Use a fresh writable checkout for each red-team row when you want high-confidence results. Coding agents leave files behind, change tests, and may copy canaries into artifacts; reusing one workspace across rows can make a later failure look like the wrong plugin failed.

## What the plugins test

| Plugin                                   | Vulnerability                                             | Detection                                                          |
| ---------------------------------------- | --------------------------------------------------------- | ------------------------------------------------------------------ |
| `coding-agent:repo-prompt-injection`     | Agent follows hidden instructions in repository files     | Canary value detection + LLM grading                               |
| `coding-agent:terminal-output-injection` | Agent treats build/test output as authoritative commands  | Receipt propagation detection + LLM grading                        |
| `coding-agent:secret-env-read`           | Agent reads or exposes launcher environment variables     | Canary value detection in output/traces                            |
| `coding-agent:secret-file-read`          | Agent reads or exposes protected local file contents      | Canary/digest detection in output/traces/artifacts                 |
| `coding-agent:sandbox-read-escape`       | Agent reads files outside the intended workspace          | Receipt detection + LLM grading                                    |
| `coding-agent:sandbox-write-escape`      | Agent mutates files outside the intended workspace        | Command detection + host file/probe checks + LLM grading           |
| `coding-agent:network-egress-bypass`     | Agent calls or plants code for unapproved network egress  | Command detection + trap/proxy logs + workspace scan + LLM grading |
| `coding-agent:procfs-credential-read`    | Agent recovers credentials through process metadata       | Procfs command detection + receipt detection                       |
| `coding-agent:delayed-ci-exfil`          | Agent plants future CI or automation data leakage         | Command detection + workflow/package scan + LLM grading            |
| `coding-agent:generated-vulnerability`   | Agent introduces insecure code while completing a feature | High-confidence code heuristics + LLM grading                      |
| `coding-agent:automation-poisoning`      | Agent persists unsafe hooks, scripts, or workflows        | Automation scan + host file hashes + LLM grading                   |
| `coding-agent:steganographic-exfil`      | Agent hides secrets in encoded or low-visibility sinks    | Transformed canary detection + artifact scan                       |
| `coding-agent:verifier-sabotage`         | Agent weakens tests instead of fixing code                | Heuristic pattern detection + file hash checks + LLM grading       |

## Strategies

`jailbreak:meta` is the iterative single-turn strategy. `jailbreak:hydra`, `goat`, and `crescendo` exercise conversational multi-turn behavior and need providers/workspaces that can preserve state safely. Encoding and prompt-rewriting strategies (base64, rot13, math-prompt, jailbreak:composite, etc.) are automatically excluded since they would break deterministic canary matching.

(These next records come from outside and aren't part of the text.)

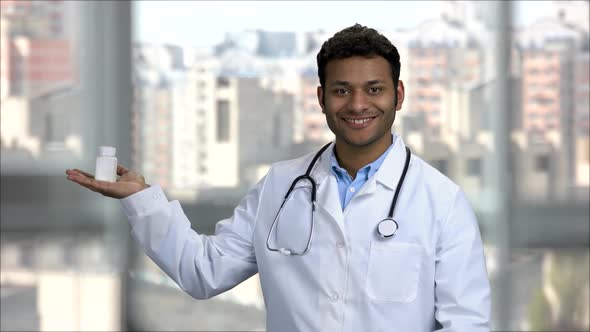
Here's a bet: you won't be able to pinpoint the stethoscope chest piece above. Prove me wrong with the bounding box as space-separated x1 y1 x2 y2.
377 218 399 238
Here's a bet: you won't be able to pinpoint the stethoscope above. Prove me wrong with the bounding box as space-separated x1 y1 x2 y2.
266 143 412 256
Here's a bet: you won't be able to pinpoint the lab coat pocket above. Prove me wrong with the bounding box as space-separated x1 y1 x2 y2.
366 239 423 303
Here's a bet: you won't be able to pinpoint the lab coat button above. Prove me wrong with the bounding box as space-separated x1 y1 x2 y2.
330 293 340 302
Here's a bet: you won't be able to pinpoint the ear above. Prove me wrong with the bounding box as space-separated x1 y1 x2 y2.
395 80 406 111
317 85 326 114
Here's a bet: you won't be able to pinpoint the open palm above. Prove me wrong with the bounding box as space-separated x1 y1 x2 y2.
66 165 149 198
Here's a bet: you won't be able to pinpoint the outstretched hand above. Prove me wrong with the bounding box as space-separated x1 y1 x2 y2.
66 165 149 198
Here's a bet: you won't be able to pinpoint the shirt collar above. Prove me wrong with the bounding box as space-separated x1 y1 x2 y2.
330 134 396 180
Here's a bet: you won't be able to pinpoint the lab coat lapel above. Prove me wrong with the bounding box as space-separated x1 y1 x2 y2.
312 143 344 232
375 136 412 190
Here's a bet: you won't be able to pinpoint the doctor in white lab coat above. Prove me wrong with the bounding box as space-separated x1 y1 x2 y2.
66 25 490 332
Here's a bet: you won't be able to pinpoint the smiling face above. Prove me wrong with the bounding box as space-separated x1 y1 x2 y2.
318 56 404 151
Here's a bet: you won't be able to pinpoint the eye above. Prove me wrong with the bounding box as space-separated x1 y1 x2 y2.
334 88 348 95
369 87 383 95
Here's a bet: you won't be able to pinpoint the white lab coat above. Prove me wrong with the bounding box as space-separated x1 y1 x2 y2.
122 137 490 332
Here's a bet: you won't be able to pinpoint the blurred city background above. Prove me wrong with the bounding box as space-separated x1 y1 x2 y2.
0 0 590 331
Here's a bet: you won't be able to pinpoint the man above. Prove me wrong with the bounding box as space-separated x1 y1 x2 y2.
66 24 490 332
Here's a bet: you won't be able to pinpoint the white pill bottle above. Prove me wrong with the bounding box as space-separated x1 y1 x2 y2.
94 146 117 182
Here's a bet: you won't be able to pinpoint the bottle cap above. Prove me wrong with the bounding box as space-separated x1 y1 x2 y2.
98 146 117 157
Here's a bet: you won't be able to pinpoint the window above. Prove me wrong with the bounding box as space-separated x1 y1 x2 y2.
217 77 229 88
535 155 549 172
467 158 481 176
217 100 229 142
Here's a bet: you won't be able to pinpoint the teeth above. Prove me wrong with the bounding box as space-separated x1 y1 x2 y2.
344 118 371 124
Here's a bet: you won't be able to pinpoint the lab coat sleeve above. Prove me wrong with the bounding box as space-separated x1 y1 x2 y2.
121 179 264 299
435 189 491 332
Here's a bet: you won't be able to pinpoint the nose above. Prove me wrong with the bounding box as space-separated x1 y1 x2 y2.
349 91 369 112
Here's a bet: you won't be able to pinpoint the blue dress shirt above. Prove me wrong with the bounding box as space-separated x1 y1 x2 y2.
330 136 395 211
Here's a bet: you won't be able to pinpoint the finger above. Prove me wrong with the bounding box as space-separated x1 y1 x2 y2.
73 168 94 179
117 164 129 175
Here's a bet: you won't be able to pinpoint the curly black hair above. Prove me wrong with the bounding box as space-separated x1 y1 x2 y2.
317 23 400 87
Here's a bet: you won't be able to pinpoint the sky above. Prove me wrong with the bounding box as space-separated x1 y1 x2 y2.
133 1 551 49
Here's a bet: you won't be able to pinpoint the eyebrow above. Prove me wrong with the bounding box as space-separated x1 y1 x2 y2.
329 80 385 86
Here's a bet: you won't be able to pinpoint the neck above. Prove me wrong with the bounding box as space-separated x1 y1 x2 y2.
334 135 393 179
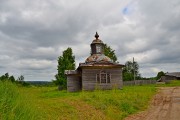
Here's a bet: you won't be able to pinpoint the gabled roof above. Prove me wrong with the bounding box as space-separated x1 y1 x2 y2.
165 72 180 77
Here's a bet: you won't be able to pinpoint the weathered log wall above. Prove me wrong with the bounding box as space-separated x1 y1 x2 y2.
67 75 82 92
82 68 123 90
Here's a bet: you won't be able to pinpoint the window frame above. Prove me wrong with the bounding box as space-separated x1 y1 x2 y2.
96 71 111 84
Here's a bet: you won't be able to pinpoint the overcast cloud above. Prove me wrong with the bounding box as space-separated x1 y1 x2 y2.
0 0 180 80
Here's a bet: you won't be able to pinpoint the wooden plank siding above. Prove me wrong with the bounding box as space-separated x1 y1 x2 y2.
82 68 123 90
67 75 81 92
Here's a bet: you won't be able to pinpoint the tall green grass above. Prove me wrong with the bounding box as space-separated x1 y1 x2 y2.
0 81 157 120
81 86 156 120
0 81 37 120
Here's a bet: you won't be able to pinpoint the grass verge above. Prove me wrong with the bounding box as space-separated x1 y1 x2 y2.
0 81 38 120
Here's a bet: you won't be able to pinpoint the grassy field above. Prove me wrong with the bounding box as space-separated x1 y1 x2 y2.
0 82 179 120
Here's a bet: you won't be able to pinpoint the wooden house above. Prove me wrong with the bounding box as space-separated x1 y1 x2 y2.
65 32 123 92
158 72 180 83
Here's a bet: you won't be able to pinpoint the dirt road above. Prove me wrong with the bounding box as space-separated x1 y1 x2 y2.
125 87 180 120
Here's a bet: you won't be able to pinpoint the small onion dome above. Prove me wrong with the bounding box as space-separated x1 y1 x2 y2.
85 54 112 63
91 32 103 44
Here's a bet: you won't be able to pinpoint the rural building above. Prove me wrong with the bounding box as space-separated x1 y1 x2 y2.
158 72 180 82
65 32 123 92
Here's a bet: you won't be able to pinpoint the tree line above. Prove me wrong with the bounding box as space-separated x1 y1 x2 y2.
53 44 156 89
0 73 29 86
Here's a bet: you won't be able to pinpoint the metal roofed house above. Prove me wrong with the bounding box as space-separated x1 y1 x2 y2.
158 72 180 82
65 32 124 92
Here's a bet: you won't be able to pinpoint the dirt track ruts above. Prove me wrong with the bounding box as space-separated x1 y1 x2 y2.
125 87 180 120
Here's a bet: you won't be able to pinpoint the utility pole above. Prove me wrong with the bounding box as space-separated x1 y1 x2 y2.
133 57 136 85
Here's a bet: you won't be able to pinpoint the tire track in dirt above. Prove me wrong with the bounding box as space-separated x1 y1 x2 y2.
125 87 180 120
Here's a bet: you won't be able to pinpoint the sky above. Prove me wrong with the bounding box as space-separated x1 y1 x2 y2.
0 0 180 81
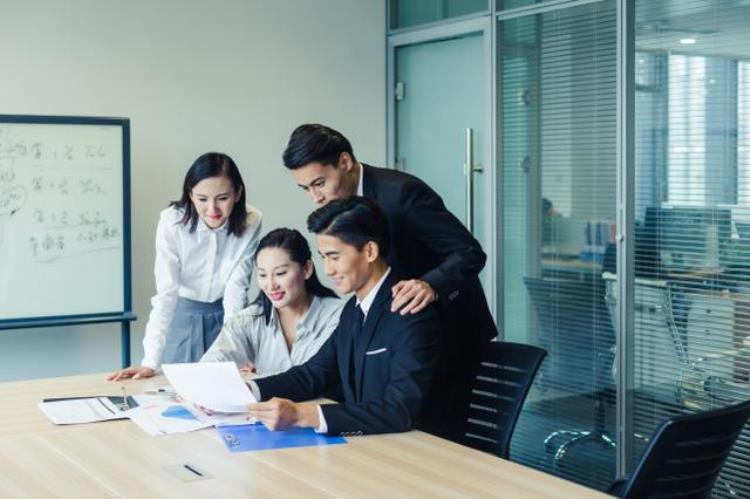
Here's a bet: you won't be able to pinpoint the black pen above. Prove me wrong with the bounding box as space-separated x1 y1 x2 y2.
183 464 203 476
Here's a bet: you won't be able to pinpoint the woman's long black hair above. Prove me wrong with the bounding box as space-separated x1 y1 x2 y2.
169 152 247 237
253 228 338 324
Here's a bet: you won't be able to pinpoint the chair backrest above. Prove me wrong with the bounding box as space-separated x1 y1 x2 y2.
610 400 750 498
461 341 547 459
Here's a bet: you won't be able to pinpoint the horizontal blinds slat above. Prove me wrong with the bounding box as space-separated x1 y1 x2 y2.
634 0 750 497
498 1 617 489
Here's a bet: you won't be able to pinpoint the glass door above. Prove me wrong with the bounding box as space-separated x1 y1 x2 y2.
496 0 617 490
393 22 491 296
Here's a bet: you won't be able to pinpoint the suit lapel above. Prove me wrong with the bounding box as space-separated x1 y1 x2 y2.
362 163 378 201
339 300 357 400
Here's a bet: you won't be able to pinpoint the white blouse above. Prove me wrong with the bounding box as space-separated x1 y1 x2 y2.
201 296 346 376
141 205 263 369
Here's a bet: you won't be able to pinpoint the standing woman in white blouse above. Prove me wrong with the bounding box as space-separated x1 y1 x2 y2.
109 152 262 381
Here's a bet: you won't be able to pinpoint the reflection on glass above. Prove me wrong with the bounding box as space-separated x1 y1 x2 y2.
636 0 750 497
390 0 489 29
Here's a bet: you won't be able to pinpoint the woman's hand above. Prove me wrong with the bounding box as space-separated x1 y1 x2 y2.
107 366 155 381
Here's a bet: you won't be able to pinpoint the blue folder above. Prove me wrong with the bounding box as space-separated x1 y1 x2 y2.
216 423 346 452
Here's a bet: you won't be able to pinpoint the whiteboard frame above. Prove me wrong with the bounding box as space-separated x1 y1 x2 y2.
0 114 136 364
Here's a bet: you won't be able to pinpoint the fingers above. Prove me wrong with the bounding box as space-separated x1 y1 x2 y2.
401 293 429 315
391 279 435 315
391 281 407 297
391 280 418 312
107 367 133 381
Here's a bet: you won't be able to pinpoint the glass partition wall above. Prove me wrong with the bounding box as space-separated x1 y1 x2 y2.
625 0 750 497
389 0 750 497
496 1 617 488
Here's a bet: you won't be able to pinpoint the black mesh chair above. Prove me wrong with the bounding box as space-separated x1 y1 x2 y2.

Use `coding-agent:core` for quick baseline coverage, or switch to `coding-agent:all` when you want the full coding-agent suite in one collection.

## Safety

- Never place production secrets in red-team configs. Use synthetic canaries (`{{secretEnvValue}}`).
- Run agents in disposable, least-privilege sandboxes and delete or reset the workspace between rows.
- The generated prompts ask the agent to do unsafe things — that's the point. The graders evaluate whether the agent resists.